Your endpoint gets a POST request.

2

Verify signature

Verify signature using your secret key.

3

Acknowledge quickly

Acknowledge receipt quickly (respond 200 OK).

4

Fetch full data

Fetch full data from the appropriate API endpoint.

5

Update local system

Update your local system (e.g., database, cache).

6

Log for audit

Log the ruid and event details for audit purposes.

Do not rely solely on the webhook payload — always retrieve data directly from the API.

Best Practices

  • Always respond with HTTP 2xx to confirm successful receipt.

  • Retry processing should be idempotent — handle duplicates safely.

  • Use HTTPS and IP whitelisting for security.

  • Avoid blocking operations — handle processing asynchronously.

  • Validate the event type before acting on it.

  • Use exponential backoff or queues for downstream API calls.
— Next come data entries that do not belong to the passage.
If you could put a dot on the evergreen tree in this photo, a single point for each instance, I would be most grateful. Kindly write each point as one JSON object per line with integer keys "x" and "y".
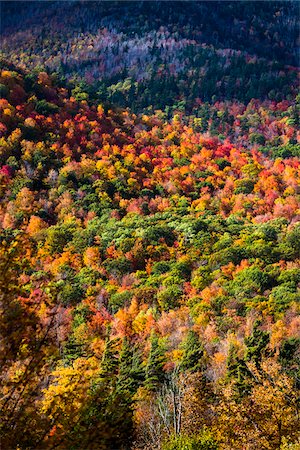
{"x": 256, "y": 344}
{"x": 193, "y": 353}
{"x": 131, "y": 373}
{"x": 156, "y": 361}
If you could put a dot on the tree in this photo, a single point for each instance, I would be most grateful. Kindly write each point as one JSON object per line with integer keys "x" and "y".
{"x": 155, "y": 364}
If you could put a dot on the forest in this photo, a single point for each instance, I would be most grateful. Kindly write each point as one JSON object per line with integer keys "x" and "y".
{"x": 149, "y": 226}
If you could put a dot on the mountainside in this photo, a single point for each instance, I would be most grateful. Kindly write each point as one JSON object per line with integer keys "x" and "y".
{"x": 149, "y": 226}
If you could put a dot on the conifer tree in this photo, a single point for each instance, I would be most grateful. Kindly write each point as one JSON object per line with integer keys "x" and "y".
{"x": 156, "y": 360}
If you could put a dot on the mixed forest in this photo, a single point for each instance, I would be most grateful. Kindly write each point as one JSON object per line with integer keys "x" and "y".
{"x": 149, "y": 226}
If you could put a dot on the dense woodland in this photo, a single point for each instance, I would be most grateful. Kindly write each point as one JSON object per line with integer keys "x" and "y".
{"x": 149, "y": 226}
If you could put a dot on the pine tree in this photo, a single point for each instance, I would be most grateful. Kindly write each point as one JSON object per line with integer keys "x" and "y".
{"x": 156, "y": 361}
{"x": 131, "y": 373}
{"x": 193, "y": 353}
  • Regularly monitor undelivered webhook events in your integration logs.

Summary

Webhooks are an essential component for real-time data synchronization between Mobile Calendar and external systems. They are secure, signed, reliable, and asynchronous, ensuring that all critical events are eventually delivered even if temporary issues occur.

By correctly implementing webhook handling, you ensure your integration stays perfectly synchronized without unnecessary polling.